Lalu kenapa UTZ dihadang dengan mandau di Kalimantan? Kenapa UAS dikepung dengan parang di Bali? Kenapa banyak orang malah menyerang UTZ dan UAS yang asli bersuku Melayu? Bung Karno dan Bung Hatta serta pejuang kemerdekaan Indonesia lainnya, barangkali menangis di kuburnya. Karena Bhineka Tunggal Ika sudah tercabik cabik. Karena Sila Ketiga Pancasila; Persatuan Indonesia bagi seluruh rakyat Indonesia, sudah tidak lagi sakti.

Apakah orang Melayu perlu membalas orang Kalimantan dan Orang Bali di Riau dengan mengusir mereka, atau mengancam mereka dengan Karambit di leher mereka? Jawabannya adalah; Tidak! Karena mereka adalah bagian dari kami. Dan kami adalah Islam. UTZ dan UAS adalah Islam yang taat. Guru dan pengajar yang baik. Andai mereka PKI atau pengkhianat atau pula tidak cinta NKRI, maka mereka tidak akan menjadi Pegawai Negeri, apalagi menjadi Wasekjen Majlis Ulama Indonesia (MUI).

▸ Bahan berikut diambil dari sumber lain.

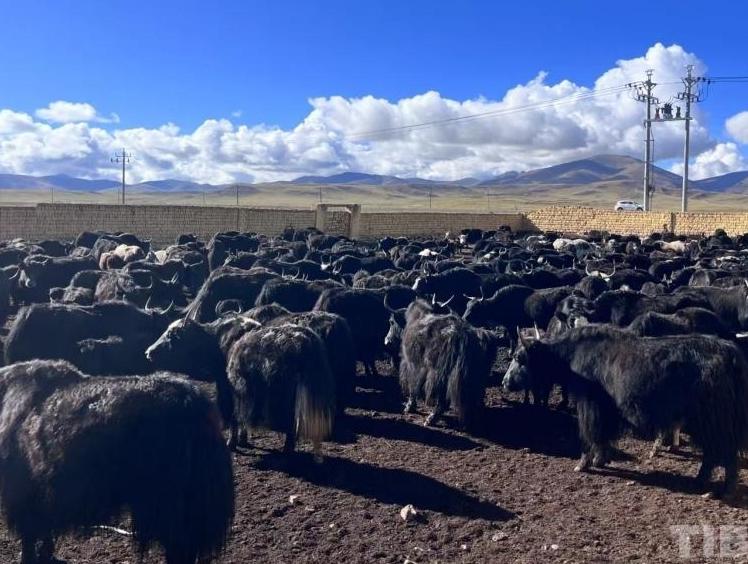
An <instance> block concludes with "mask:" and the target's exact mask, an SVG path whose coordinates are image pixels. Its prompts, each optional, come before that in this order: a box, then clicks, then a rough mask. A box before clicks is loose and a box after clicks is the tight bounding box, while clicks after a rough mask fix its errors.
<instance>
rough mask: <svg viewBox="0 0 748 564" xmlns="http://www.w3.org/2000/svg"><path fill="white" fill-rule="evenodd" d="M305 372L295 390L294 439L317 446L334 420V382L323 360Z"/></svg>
mask: <svg viewBox="0 0 748 564" xmlns="http://www.w3.org/2000/svg"><path fill="white" fill-rule="evenodd" d="M314 365H316V366H318V367H319V369H316V370H315V369H313V370H310V371H309V372H307V374H306V375H305V376H306V377H305V378H301V379H300V381H299V383H298V385H297V388H296V416H295V420H296V436H297V437H299V438H302V439H306V440H308V441H311V442H312V443H313V444H318V443H320V442H322V441H324V440H326V439H328V438H329V437H330V434H331V433H332V428H333V424H334V419H335V412H336V403H335V402H336V400H335V379H334V377H333V375H332V371H331V370H330V367H329V364H328V362H327V359H326V358H324V356H323V357H321V358H319V359H317V362H315V363H314Z"/></svg>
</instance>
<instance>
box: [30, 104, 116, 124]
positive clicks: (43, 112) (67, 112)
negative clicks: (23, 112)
mask: <svg viewBox="0 0 748 564" xmlns="http://www.w3.org/2000/svg"><path fill="white" fill-rule="evenodd" d="M34 114H35V115H36V117H38V118H39V119H42V120H44V121H48V122H50V123H78V122H91V121H95V122H98V123H119V116H118V115H117V114H111V115H110V116H109V117H103V116H100V115H98V114H97V113H96V108H94V107H93V106H92V105H91V104H86V103H83V102H65V101H64V100H58V101H56V102H52V103H51V104H49V106H47V107H46V108H39V109H38V110H36V112H34Z"/></svg>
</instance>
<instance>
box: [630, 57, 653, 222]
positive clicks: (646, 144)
mask: <svg viewBox="0 0 748 564" xmlns="http://www.w3.org/2000/svg"><path fill="white" fill-rule="evenodd" d="M653 74H654V71H653V70H652V69H649V70H647V80H645V81H644V82H635V83H630V84H629V85H628V86H629V87H633V88H636V100H637V101H638V102H644V103H646V104H647V119H646V120H644V128H645V129H646V140H645V142H644V143H645V144H644V202H642V203H643V205H644V211H651V203H650V193H651V189H652V104H657V103H659V100H657V98H655V97H654V96H652V90H653V89H654V87H655V86H657V84H656V83H655V82H652V75H653Z"/></svg>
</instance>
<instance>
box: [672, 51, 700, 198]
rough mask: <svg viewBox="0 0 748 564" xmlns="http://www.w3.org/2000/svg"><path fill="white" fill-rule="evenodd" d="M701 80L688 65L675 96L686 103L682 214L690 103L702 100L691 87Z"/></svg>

Riau adalah Melayu. Melayu adalah Islam. Tahun 2020 Pemerintah Provinsi Riau mencanangkan "Visi Riau 2020." Menjadikan Riau sebagai Pusat Kebudayaan Melayu dengan Islam sebagai pedoman ajarannya. Riau yang menjunjung adat, adat bersendi syarak (agama), syarak bersendi kitabullah (Quran dan Hadist).

Ayolah rakyat Indonesia. Hargailah para ulama Islam, seperti Melayu menghargai agama dan suku lain. Hargailah jerih payah para perintis kemerdekaan negeri ini. Negara Indonesia; Bersatu teguh, bercerai runtuh. Kami di Riau, sudah banyak bersabar. Jangan dibuat marah. Dan orang Melayu, juga bisa marah!